20 seconds with google will give thousands of articles showing the common sense result that eating meat which contains lots of saturated fat massively increases the risks of heart disease, cancer, etc. Of course, scientific evidence of health benefits won't stop anyone from ranting about "what we are meant to eat". Google will also show that cardiovascular disease is increasingly common in young Americans, even teenagers.
"It is estimated from the third National Health and Nutrition Examination Survey (NHANES III) (1988-1991) that 33% of the US population is obese, compared with 25% in NHANES II (1976-1980).1 Fatness is associated with a number of comorbidities, including several forms of heart disease. Although heredity explains 30% to 70% of cases of obesity, environmental contributions to the increasing prevalence of obesity must be sought since the gene pool has remained stable over the same interval. Diets high in fat (and calories)2 and a reduced expenditure of energy in the form of physical activity3 are the most likely explanations. "
"Eric Rimm, Sc.D., and his Harvard colleagues followed 43,700 middle-aged, male health professionals for six years. The more plant foods they ate--fruits, vegetables, and grains--the less likely they were to suffer heart disease. Compared with those who ate the fewest plant foods, those who at the most had 41 percent fewer heart attacks.[30]
Researchers at Loma Linda University in Southern California compared the health of 25,000 Seventh-Day Adventists, whose religion requires vegetarianism, with the health of similar meat-eating Americans. The Adventists sufferered 40 percent fewer heart attacks, and when they had them, their heart attacks occurred, on average, 10 years later in life. (They developed significantly less cancer as well.)[31]
British researchers placed flyers in health food stores around the U.K. and recruited 10,700 people who ate a “healthy diet.” Only about half were strict vegetarians, but the vast majority (even the 19 percent who smoked) ate a near-vegetarian diet with lots of fruit, vegetables, whole grains, and nuts. After 17 years, compared with the general British population, the self-styled healthy eaters had 24 percent fewer deaths from heart disease (and 32 percent fewer deaths from stroke and less cancer as well).[32]

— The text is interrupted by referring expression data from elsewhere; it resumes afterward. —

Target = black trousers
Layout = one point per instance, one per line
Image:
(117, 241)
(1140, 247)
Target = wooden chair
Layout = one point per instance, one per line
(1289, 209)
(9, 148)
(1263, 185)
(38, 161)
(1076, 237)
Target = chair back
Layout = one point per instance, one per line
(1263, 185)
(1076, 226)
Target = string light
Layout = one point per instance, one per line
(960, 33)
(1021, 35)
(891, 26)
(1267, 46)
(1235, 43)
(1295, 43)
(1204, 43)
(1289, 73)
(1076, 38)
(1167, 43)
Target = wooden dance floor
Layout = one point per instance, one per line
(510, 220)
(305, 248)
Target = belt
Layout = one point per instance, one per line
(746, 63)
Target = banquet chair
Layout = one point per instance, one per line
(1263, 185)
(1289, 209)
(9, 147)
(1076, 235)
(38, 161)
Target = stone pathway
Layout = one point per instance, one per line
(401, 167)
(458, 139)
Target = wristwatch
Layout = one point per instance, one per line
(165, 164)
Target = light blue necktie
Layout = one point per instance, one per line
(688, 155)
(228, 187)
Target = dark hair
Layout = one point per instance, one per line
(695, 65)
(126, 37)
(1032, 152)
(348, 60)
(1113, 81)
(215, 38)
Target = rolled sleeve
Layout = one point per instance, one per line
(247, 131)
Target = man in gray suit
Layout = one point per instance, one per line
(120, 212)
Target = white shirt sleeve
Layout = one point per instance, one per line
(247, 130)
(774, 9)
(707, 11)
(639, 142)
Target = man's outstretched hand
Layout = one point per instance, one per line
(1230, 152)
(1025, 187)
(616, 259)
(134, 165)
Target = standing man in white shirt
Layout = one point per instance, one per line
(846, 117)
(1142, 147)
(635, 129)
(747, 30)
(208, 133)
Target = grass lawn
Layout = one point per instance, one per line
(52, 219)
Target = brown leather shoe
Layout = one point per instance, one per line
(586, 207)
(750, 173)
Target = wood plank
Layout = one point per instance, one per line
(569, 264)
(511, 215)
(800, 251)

New Zealand researchers compared the health of 6,115 vegetarians and 5,015 people who ate meat. After eliminating other risk factors for heart disease (smoking, etc.), the vegetarians were 28 percent less likely to develop heart disease (and 39 percent less likely to get cancer).[33]
“No question about it,” says Tim Beyers, M.D., a professor of preventive medicine at the University of Colorado Health Sciences Center in Denver, “a plant-based diet with plenty of fruits and vegetables reduces risk of heart disease.”
http://www.newstarget.com/007237.html
A new study published in the Journal of the American Medical Association shows a doubling of the risk of colon cancer for people who are heavy consumers of red meat. More specifically, it shows that the risk doubles compared to those who consume smaller quantities of red meat.